Squaring my shoulders, I looked at Von straight on.

“And I realize what my mistakes were. I understand that what I was doing to myself was wrong. What I was doing to my team was wrong. I was dealing with some things in my personal life, still dealing with them, and I decided to handle them the wrong way. I’m clean if that’s what you’re asking and I will stay clean. I can promise you that my head is straight now. I won’t slip,” at least I will try not to, “and I certainly won’t let your investment go down the drain.”

Von looks at me with hard eyes. It’s as if he is trying to figure out if he should believe me or not.

“It's your mother, correct? The stuff you’re dealing with.”

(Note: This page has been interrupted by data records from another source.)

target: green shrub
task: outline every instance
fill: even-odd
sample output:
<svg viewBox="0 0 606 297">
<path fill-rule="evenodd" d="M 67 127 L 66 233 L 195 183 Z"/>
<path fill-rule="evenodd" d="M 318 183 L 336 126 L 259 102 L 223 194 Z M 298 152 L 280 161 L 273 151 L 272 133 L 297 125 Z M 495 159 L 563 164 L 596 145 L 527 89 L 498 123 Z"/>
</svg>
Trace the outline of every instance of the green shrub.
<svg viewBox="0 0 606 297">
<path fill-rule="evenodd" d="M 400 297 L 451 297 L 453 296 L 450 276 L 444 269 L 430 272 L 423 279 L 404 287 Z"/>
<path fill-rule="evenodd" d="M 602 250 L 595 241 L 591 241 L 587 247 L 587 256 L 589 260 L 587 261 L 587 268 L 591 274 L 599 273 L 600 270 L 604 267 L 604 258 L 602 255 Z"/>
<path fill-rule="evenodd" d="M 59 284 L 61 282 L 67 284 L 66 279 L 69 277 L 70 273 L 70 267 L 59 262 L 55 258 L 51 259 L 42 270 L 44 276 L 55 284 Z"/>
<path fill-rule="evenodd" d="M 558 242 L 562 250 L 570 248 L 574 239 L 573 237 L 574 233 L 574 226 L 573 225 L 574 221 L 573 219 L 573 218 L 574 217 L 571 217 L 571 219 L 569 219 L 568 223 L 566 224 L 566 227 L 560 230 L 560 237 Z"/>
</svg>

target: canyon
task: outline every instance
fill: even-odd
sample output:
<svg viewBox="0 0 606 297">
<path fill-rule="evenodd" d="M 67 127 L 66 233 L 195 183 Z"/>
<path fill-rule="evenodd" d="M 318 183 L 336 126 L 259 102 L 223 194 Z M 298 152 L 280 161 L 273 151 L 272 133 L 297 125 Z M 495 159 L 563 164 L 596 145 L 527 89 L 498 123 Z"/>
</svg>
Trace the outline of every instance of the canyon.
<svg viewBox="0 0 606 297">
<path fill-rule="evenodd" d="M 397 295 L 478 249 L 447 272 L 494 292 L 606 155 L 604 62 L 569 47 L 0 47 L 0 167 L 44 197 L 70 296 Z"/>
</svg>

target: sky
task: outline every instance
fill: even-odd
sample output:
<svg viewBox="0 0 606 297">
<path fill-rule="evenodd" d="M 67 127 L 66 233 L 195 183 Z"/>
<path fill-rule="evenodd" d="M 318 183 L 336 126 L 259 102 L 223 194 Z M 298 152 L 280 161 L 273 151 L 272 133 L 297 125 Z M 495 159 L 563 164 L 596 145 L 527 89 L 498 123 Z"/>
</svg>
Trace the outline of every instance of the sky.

I wouldn’t label my mom's sickness as ‘stuff’ but I still give him a nod.

“How is she?” Ben asks, sincerity in his tone.

Talking about my mother these last few months has been one of the hardest things that I’ve had to do.

I swallow down a lump that is starting to form in my throat. “Doctors are hopeful. She has monthly appointments to keep an eye on the growth of her tumors. Hopefully if it all goes well, she will be able to have surgery to remove them.”

In February of last year, a little over a year ago, my mom went to the doctor because she was having these painful headaches. Her vision was also getting blurry and at times she felt like she didn’t know how to speak.

It was right before I had to report for spring training, so because I wasn’t going to see her for two months, I decided to go with her.

I was in the waiting room as she was getting checked out. when a nurse came to get me. The second she said my name, I knew something was wrong.

I thought that maybe my mom had fallen or something along those line but when I walked into the doctor's office and saw tears running down her face, I knew it was something bad.

When I sat down, I took my mom’s hand and listened to the doctor tell a bunch of things that I couldn’t comprehend.

Turns out my mom had gone to the doctor a few weeks earlier and had to get some tests done to find out what was going on.

The appointment we were at was to tell her what they had found.

According to the doctor, one of those tests was a brain scan. A brain scan that came back abnormal.

The scan had found several brain tumors that at the time looked like they were going relatively slowly.

When I had asked what they were going to do about them, all the doctor said was that they were going to keep a close eye on the tumors. A close eye he said, followed by hope that they wouldn’t grow.